Women’s ‘Conversation’ addresses gender bias, inequality

The actress headlined an event Wednesday night that also included Malala Fund co-founder Shiza Shahid and SSU President Judy Sakaki.|

They were three women of distinct calling and experience - an actor, a university president, a 20-something entrepreneur.

But Wednesday as part of The Press Democrat’s Women in Conversation series before a mostly female crowd, their stories merged around common themes of personal empowerment and the moments of truth through which each realized her life’s mission was to lift other women up.

The series was launched last year to inform, unite and mobilize local women around topics of interest and importance. The three women’s goal was to inspire the estimated crowd of 850 in Rohnert Park. But each of their stories also revealed the pervasive challenges women and girls still face in the 21st century, where gender bias remains ubiquitous and women still lack the representation and opportunities afforded men.

For Shiza Shahid, a Stanford-educated entrepreneur, investor and women’s rights activist, life turned with news in 2012 that a fellow Pakistani, a young woman she had mentored in her home country, had been targeted for assassination by the Taliban for publicly campaigning for the right of girls to attend school.

Shahid had worked to help women in her country since she was a girl and later found herself blessed with a Stanford education. But she was compelled to return home upon word that 15-year-old Malala Yousafzai had been shot in the head and seriously injured, and yet still wanted to work for girls’ education on a global scale. Shahid would later found and serve as chief executive of the Malala Fund, traveling alongside Yousafzai, the youngest-ever Nobel Prize laureate, and her father to campaign for change.

“Enabling women is the greatest equalizer in the world,” she said.

Award-winning actor Geena Davis, who took home a supporting actress Oscar for “Thelma & Louise,” a 1991 film about two desperate women taking their lives into their own hands, described an evolving recognition that the media-saturated world offers disproportionately few opportunities for women to be inspired and empowered by female characters in movies and television.
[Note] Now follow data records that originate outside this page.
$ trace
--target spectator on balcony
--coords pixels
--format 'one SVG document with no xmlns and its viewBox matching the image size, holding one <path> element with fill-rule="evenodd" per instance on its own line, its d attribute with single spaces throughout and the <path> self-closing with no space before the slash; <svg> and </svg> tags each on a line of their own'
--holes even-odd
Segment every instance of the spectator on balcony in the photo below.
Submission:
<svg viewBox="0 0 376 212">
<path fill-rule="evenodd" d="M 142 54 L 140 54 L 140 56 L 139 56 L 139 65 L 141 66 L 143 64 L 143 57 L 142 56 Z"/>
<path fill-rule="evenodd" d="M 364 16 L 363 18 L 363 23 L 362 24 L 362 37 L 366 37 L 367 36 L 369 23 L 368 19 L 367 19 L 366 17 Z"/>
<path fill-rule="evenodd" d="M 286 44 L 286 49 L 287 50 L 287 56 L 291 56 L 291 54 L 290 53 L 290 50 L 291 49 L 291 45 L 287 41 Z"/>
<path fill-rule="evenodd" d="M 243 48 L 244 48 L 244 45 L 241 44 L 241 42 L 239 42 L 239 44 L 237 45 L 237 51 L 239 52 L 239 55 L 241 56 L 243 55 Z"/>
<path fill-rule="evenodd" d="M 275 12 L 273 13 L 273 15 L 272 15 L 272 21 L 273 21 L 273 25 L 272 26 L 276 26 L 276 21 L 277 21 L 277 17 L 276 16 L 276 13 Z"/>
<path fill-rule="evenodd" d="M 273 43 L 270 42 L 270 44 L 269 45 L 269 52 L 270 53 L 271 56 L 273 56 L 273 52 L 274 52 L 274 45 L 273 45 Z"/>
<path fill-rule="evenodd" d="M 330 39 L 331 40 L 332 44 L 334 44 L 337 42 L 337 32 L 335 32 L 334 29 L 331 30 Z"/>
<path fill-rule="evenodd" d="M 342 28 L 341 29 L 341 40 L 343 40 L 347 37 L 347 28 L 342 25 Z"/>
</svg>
But even worse, as she learned when her daughter was born, children’s entertainment is rife with portrayals and stories showing boys and men to be more numerous, more powerful and more important than girls and women - a bias she has tried to fight through research and engagement as the eponymous founder and chairwoman of the Geena Davis Institute on Gender in Media, created in 2004 to address inequality in popular media, advertising and entertainment.

Women, though half the world’s population, remain underrepresented in everything from political arenas and Fortune 500 boards, to professorships and law partnerships.

“We are all powerful agents of change,” Davis said.

In what was the most personally revealing talk of the evening, Dr. Judy K. Sakaki, president of Sonoma State University, and thus on home turf at the campus’ Green Music Center, spoke of the seismic shift she experienced when her first husband left and she suddenly was the single mom of two young boys, taking on an unexpected status that she knew from her child development studies forecast poverty, instability and emotional risks for her sons.

“Right at this moment, single moms are raising almost 17 million of our nation’s kids,” Sakaki said. “When I joined those mothers’ ranks, I no longer recognized my own life.”

But after an extended period of fear and deep sadness, a query about her plans to work out her life provoked her to take control and find a way to be a working mother whose children were also deeply loved.

The education and work required for her to rise through the academia in California’s public university systems and finally land “this dream job” last year was aided by those who made adjustments along the way that allowed her to thrive as a mother, as well. As a university president, she tries to do the same by promoting access, education affordability, student successes and social justice, she said.